In a statement, John Dingell, the Michigan Democrat who chairs the House Committee on Energy and Commerce, and Bart Stupak, another Michigan Democrat, who chairs the Subcommittee on Oversight and Investigations, pledge to investigate Glaxo and the FDA.
“We learned from an FDA briefing that the agency has known about this problem for at least eight months and perhaps even longer,” said Dingell. “What we don’t know is why diabetics and their doctors haven’t been notified of the substantial risk to the heart from a drug prescribed to protect the cardiovascular system.”
“It is incredible that the agency charged with protecting the public health has such a poor record when it comes to post market drug safety,” said Dingell. “Regrettably it is incidents like this that demand legislative changes in the way FDA deals with drug safety. The Committee will address these dangerous shortcomings while writing legislation to reauthorize PDUFA.”
Said Stupak: “Like Vioxx, Avandia may have unnecessarily risked the lives of tens of thousands of Americans.”
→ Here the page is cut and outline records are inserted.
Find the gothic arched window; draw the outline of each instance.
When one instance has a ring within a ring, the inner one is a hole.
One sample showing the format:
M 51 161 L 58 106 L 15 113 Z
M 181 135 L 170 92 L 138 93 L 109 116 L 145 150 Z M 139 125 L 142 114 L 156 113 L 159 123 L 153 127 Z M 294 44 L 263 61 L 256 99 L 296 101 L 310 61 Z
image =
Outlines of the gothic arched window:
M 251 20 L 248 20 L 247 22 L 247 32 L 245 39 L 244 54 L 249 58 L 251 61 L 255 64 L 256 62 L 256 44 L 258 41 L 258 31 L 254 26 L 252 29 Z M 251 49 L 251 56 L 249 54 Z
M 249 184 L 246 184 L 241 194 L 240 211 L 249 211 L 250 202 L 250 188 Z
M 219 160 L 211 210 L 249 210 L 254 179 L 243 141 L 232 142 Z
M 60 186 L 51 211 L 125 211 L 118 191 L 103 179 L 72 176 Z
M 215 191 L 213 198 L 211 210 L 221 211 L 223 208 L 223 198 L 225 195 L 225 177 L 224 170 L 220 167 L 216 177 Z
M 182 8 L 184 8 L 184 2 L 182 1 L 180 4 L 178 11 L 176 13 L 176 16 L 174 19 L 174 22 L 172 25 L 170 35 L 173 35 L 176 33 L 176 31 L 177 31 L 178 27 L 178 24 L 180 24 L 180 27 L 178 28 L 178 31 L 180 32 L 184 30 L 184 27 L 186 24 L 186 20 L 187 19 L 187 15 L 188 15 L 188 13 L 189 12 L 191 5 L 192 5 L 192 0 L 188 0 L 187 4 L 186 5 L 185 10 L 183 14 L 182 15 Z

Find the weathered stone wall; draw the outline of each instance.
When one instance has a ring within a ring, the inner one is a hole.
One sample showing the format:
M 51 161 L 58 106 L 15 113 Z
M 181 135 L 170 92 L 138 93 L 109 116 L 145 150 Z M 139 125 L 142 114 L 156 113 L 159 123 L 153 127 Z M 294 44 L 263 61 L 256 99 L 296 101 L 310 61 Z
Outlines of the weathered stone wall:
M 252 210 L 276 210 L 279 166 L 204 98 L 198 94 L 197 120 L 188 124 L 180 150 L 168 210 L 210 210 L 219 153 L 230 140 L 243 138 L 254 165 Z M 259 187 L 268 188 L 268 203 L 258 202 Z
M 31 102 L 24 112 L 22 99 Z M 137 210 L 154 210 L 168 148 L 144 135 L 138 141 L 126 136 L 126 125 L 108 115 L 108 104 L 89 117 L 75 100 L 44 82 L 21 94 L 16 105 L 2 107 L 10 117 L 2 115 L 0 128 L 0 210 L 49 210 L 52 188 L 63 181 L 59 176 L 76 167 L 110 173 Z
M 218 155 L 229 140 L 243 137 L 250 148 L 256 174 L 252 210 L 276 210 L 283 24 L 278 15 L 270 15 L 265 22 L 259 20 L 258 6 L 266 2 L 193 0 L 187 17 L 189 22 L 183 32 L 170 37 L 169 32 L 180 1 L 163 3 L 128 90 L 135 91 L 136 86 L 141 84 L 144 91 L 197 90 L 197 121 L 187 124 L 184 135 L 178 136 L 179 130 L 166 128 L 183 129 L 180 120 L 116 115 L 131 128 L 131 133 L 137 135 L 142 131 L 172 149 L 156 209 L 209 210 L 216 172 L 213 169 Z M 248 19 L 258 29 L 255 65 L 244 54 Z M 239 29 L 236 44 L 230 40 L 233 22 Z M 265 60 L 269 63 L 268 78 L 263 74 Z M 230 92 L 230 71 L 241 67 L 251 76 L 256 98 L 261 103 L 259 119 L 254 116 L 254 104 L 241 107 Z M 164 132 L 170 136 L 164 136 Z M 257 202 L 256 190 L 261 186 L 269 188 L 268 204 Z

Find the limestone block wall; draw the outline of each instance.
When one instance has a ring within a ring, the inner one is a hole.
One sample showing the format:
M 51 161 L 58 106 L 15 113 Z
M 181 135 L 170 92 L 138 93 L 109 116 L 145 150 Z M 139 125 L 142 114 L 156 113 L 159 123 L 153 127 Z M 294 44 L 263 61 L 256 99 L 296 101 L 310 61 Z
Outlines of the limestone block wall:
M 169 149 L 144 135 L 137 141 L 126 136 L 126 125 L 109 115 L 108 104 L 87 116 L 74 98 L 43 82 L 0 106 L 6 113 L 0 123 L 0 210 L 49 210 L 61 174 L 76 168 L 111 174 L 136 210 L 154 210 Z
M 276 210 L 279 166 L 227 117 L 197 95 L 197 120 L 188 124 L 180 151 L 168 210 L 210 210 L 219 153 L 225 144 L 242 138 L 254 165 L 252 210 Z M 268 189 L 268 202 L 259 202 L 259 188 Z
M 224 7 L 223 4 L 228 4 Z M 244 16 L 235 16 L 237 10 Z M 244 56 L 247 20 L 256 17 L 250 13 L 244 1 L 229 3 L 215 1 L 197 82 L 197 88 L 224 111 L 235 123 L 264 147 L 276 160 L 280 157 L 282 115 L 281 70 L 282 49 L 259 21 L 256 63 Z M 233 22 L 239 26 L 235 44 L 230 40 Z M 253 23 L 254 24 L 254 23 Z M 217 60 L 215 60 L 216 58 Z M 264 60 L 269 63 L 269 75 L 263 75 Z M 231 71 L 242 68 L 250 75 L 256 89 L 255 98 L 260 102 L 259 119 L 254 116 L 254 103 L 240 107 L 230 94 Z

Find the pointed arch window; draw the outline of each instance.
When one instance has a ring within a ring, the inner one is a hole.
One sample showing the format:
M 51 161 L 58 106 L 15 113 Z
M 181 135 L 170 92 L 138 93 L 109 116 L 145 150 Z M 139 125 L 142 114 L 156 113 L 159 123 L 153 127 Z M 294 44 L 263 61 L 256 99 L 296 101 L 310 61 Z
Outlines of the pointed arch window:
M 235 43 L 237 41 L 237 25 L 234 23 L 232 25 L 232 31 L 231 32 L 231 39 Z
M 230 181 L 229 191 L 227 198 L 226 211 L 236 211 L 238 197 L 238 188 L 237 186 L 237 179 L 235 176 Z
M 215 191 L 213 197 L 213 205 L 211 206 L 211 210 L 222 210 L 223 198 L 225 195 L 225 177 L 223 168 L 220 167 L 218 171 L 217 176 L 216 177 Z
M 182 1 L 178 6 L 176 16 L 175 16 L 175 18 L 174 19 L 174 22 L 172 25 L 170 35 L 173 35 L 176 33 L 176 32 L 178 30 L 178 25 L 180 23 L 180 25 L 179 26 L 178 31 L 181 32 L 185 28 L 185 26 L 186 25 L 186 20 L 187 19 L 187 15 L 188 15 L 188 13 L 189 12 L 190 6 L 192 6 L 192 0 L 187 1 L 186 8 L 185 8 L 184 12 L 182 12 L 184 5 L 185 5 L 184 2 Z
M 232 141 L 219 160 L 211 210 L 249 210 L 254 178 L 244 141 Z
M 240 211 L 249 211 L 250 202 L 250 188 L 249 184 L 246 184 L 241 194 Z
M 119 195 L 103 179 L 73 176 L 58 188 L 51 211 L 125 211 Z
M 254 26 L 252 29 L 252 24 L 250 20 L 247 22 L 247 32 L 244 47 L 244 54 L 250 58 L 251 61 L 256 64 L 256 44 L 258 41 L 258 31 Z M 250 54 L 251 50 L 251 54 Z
An in an e-mail, a spokeswoman for Henry Waxman, the California Democrat who chairs the House Committee on Oversight and Government Reform, wrote that he plans to hold a hearing into the FDA’s role in “evaluating the safety” of Avandia.
Further reading:
The NEJM study;
The NEJM editorial;
Glaxo’s complete statement.
[tags]Avandia, Cleveland Clinic Foundation, GlaxoSmithKline, Steve Nissen[/tags]
ann kish
Took Avandia from 2/05 ti 12/05 when I entered the hospital with fibulations. When she heard I was taking Avandia, my sister-inlaw commented that she had heard that this drug could cause this problem….I went online and found info to back this up. Also, spoke to some nurses who commented that they had seen problems with the newer diabetic medications…..Avandia gave me a problem I didn’t have.